Dom's Bytes

How to repair Databricks jobs starting from a specific task

Is it possible to repair a Databricks job starting from a specific task?

This question was asked in one of the company’s Slack channels a couple of days ago. Heck! I must have asked myself this question a dozen of times in the last year.

Let’s get right to it: as of 2023, Databricks UI does not allow you to select which tasks to re-run when you repair a multi-task job. Either you trigger a new job run or you repair the failed one by re-running the failed and skipped tasks.

The catch is that the Databricks Jobs API 2.1 actually implements a field to specify which tasks to re-run during a job repair. The rerun_tasks field specifies the names of the tasks we want to re-run. It does not matter whether the tasks were successful or not during the last job run.

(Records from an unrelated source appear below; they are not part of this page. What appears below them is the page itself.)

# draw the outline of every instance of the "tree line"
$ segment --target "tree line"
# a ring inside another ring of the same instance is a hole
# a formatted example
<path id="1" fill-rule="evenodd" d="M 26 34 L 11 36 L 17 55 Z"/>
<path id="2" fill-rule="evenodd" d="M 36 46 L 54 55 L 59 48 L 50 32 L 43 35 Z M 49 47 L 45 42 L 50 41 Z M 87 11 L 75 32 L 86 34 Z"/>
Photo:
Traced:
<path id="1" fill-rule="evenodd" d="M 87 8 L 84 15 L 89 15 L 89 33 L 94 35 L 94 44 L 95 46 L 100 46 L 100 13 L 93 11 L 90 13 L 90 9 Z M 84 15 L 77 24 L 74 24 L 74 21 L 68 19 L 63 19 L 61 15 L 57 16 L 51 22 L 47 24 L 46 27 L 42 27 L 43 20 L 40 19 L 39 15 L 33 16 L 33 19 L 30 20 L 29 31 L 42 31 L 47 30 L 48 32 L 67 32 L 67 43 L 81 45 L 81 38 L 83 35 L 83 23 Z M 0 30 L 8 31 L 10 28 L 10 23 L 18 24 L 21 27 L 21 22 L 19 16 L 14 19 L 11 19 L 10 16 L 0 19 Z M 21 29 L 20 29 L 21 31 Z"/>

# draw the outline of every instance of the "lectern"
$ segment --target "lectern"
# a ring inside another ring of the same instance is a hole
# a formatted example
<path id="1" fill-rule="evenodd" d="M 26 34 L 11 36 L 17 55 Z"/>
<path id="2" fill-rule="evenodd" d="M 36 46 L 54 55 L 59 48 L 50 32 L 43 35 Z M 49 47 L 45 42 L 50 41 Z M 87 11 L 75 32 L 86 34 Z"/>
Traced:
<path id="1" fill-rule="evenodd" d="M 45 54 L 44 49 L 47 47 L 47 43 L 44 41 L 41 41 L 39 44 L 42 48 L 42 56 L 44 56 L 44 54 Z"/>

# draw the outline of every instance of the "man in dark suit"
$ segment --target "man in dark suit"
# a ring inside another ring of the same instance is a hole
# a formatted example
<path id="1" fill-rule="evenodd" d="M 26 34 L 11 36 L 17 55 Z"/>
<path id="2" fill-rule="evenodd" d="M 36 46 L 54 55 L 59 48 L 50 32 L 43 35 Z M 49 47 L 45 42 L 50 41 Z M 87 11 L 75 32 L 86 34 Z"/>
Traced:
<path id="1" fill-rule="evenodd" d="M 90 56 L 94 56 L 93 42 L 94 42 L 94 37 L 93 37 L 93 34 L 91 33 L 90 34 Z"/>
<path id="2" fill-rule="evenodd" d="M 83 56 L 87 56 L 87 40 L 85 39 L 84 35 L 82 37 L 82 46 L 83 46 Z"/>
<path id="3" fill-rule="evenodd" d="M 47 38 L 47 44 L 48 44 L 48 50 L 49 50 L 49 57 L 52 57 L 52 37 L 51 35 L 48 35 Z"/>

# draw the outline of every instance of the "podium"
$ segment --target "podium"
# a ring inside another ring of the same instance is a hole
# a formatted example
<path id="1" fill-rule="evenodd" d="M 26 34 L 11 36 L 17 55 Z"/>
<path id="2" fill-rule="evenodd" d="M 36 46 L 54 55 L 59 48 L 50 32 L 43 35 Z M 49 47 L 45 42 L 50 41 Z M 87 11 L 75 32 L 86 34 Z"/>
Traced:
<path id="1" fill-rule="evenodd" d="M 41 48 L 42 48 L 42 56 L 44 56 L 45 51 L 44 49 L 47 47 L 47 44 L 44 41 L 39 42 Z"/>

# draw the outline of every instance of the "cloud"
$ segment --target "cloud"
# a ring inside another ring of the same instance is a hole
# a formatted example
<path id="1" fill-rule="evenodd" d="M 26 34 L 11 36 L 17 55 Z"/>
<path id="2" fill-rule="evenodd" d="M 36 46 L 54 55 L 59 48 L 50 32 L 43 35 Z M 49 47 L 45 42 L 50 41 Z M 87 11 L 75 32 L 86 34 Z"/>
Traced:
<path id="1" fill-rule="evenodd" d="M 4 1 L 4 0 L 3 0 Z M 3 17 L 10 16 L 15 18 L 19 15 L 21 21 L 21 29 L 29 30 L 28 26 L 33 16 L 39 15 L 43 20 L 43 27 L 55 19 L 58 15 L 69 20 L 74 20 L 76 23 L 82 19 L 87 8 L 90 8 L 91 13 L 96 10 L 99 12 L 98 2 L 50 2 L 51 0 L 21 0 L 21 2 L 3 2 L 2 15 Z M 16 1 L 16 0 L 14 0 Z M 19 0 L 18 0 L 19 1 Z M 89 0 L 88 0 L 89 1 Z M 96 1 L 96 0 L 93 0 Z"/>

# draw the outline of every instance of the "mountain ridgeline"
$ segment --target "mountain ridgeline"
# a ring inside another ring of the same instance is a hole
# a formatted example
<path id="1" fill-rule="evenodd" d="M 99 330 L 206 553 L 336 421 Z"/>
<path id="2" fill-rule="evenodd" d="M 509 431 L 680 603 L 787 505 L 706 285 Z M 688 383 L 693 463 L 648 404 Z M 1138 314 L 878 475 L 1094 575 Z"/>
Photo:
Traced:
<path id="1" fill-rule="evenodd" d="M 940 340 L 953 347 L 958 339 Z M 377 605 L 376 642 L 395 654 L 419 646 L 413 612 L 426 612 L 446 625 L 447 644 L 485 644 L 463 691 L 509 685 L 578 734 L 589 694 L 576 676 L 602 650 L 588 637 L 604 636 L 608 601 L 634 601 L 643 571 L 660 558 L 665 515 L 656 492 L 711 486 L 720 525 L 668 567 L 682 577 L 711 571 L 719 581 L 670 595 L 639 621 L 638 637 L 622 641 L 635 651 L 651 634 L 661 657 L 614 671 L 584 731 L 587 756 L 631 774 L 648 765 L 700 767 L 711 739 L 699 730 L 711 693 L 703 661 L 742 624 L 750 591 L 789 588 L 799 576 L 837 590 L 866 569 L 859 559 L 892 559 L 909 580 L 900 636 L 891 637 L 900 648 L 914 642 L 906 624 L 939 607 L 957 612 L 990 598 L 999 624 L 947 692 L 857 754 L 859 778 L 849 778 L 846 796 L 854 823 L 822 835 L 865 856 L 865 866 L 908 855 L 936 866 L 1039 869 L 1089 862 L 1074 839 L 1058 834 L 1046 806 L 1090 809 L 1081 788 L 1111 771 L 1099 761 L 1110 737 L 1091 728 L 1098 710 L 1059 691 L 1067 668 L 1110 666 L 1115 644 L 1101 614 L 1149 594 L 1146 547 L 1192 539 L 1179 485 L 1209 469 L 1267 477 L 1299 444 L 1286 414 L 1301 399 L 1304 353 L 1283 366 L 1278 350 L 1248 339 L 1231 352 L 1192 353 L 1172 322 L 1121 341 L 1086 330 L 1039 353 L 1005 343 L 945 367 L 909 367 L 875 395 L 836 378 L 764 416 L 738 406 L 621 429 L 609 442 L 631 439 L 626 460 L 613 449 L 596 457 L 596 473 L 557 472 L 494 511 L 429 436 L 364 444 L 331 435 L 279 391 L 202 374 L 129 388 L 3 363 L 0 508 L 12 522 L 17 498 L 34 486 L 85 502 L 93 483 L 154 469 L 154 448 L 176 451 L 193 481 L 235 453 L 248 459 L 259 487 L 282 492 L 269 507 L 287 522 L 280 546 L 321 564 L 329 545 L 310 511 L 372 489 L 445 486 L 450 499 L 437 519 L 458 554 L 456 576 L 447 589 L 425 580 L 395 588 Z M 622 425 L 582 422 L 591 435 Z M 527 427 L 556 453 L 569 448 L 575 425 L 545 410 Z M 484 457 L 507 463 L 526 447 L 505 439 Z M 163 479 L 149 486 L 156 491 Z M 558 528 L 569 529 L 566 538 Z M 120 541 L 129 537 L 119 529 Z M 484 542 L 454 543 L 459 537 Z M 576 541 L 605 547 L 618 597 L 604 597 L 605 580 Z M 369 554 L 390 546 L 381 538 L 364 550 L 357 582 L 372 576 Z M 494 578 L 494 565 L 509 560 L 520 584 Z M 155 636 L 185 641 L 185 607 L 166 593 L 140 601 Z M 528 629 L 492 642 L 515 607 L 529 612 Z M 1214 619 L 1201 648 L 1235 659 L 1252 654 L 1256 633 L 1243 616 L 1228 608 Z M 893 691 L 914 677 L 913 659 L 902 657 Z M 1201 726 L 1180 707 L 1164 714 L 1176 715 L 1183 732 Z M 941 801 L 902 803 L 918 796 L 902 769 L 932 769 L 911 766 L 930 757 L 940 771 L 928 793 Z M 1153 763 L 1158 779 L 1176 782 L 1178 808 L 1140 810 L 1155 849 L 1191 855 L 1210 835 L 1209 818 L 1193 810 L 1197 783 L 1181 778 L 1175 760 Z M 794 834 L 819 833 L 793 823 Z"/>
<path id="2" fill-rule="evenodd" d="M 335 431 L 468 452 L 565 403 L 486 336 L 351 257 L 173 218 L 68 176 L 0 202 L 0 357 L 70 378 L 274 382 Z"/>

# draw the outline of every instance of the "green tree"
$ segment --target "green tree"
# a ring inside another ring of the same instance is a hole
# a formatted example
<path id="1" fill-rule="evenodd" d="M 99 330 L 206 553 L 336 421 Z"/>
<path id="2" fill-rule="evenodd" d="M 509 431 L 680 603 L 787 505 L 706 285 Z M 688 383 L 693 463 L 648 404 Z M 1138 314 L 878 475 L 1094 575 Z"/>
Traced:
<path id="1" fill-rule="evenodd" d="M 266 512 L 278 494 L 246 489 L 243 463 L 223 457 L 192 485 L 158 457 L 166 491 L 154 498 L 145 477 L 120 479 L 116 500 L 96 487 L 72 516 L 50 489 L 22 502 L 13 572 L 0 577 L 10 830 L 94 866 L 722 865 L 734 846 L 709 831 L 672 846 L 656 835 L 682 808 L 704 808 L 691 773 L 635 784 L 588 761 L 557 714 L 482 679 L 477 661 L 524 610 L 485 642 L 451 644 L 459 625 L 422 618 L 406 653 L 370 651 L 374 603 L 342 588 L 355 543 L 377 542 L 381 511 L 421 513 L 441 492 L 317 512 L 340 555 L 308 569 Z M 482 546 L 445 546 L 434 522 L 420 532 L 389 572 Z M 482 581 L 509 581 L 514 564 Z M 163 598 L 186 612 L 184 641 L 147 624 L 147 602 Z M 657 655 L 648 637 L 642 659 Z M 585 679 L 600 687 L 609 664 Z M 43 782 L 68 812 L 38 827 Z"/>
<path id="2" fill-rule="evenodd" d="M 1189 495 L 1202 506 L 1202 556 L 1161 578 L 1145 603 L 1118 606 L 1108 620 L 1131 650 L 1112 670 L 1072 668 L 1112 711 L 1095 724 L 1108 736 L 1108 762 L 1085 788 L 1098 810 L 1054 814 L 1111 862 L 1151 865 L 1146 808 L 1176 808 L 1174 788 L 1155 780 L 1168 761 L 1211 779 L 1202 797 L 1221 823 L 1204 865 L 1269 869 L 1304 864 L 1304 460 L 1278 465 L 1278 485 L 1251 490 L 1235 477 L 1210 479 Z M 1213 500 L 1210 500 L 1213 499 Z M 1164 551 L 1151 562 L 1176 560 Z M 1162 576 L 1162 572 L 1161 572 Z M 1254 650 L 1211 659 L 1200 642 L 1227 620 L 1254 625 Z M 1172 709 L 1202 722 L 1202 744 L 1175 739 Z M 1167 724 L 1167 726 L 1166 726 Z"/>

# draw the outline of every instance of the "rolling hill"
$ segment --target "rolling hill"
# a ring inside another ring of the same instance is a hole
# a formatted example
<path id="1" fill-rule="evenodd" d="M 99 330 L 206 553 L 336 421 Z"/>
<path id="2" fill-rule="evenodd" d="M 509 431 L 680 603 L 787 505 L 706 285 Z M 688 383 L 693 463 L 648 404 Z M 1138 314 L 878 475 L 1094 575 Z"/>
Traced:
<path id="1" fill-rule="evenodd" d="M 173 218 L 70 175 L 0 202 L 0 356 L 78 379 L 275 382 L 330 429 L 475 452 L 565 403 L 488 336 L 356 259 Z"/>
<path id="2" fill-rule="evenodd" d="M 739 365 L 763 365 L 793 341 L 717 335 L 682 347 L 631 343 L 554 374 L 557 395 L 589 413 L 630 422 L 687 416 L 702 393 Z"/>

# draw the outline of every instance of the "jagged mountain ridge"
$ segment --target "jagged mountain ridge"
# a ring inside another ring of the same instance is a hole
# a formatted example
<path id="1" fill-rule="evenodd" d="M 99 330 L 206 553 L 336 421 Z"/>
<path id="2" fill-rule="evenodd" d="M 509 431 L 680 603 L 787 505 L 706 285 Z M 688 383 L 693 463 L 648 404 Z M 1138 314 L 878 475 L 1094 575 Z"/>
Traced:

We can use the Databricks CLI to trigger a job repair that uses rerun_tasks. There exist two Databricks CLIs. The legacy one written in Python, and the stable one written in Golang. This article assumes you’re using the latter (version 0.200 or higher).

databricks jobs repair-run --json '{"run_id": JOB_RUN_ID, "rerun_tasks": ["task_B", "task_C"]}'

We can also trigger the job repair procedure exposed via Databricks UI:

databricks jobs repair-run --json '{"run_id": JOB_RUN_ID, "rerun_all_failed_tasks": true}'

You cannot have rerun_tasks and rerun_all_failed_tasks in the same request or Databricks API will complain.